In the ruling, U.S. District Judge William H. Pauley III measured the company against a six-part test outlined by the Labor Department for determining whether an internship can be unpaid. Under the test, the internship must be similar to an educational environment, run primarily for the benefit of the intern as opposed to the employer, and the intern’s work should not replace that of regular employees.
Pauley said Fox should have paid the two interns who filed the lawsuit because they did the same work as regular employees, provided value to the company, and performed low-level tasks that didn’t require any specialized training.
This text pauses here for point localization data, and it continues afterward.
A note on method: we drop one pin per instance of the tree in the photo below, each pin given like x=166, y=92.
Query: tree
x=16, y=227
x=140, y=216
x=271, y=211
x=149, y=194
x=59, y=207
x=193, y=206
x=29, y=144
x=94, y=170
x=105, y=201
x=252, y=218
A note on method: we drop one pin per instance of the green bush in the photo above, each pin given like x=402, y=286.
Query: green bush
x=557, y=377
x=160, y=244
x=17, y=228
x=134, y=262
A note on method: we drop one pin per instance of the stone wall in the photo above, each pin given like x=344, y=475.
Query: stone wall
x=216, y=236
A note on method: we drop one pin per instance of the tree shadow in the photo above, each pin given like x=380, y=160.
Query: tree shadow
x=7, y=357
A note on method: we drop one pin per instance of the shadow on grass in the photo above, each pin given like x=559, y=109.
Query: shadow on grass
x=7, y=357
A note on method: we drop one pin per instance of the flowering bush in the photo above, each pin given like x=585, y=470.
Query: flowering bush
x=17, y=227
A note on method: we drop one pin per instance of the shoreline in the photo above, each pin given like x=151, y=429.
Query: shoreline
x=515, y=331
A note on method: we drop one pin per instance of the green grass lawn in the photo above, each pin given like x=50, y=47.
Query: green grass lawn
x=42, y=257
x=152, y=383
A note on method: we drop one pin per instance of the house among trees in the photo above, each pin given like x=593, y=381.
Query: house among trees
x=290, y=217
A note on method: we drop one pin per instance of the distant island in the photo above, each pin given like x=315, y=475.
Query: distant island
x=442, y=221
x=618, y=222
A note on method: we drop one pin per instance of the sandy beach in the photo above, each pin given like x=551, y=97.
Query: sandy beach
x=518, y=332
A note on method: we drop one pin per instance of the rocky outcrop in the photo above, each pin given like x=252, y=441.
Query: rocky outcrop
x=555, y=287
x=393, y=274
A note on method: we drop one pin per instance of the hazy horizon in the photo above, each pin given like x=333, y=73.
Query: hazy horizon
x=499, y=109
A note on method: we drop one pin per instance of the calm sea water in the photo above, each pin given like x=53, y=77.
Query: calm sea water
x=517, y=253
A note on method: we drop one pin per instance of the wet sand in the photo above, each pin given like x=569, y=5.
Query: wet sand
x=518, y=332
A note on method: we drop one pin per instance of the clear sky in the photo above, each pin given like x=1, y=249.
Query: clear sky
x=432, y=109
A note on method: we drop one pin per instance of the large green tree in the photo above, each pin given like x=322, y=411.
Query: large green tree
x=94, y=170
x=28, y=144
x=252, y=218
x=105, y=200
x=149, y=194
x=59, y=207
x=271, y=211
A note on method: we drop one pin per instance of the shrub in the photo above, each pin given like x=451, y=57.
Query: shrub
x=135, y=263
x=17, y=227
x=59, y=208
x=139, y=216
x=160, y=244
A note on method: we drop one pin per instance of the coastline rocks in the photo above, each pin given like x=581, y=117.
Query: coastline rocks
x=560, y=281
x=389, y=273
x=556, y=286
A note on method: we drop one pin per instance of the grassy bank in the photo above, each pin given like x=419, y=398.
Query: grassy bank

The interns, Eric Glatt and Alexander Footman, organized filing cabinets, tracked purchase orders, made copies, drafted cover letters, and ran errands.
“Undoubtedly Mr. Glatt and Mr. Footman received some benefits from their internships, such as resume listings, job references, and an understanding of how a production office works,” Pauley wrote. “But those benefits were incidental to working in the office like any other employees and were not the result of internships intentionally structured to benefit them.”
Chris Petrikin, a spokesman for 20th Century Fox, said the company believes the ruling was erroneous and plans to appeal.
Juno Turner, an attorney for the plaintiffs, said it was the first time a court had given employee status to young people doing the types of duties commonly associated with interns. Two other cases in recent years also have claimed all interns should be paid.
The decision may cause some companies to reconsider whether offering unpaid internships is worth the legal risk.
“I’m sure this is causing a lot of discussions to be held in human resource offices and internship programs across the country,” said David Yamada, professor of law at Suffolk University in Boston.
There are up to 1 million unpaid internships offered in the United States every year, said Ross Eisenbrey, vice president of the Economic Policy Institute, a liberal-leaning think tank, who blamed companies for exploiting young workers and driving down wages.
But some question whether insisting all interns be paid will accomplish the desired goal. Raising the risk factor for companies hiring unpaid interns may not cause them to hire the same people for pay. It may make them wonder whether an employee with no experience, fresh out of college, is worth minimum wage to them. If not, the ruling may mean college graduates already struggling to find jobs now will have trouble finding experience as well.
The Associated Press contributed to this report.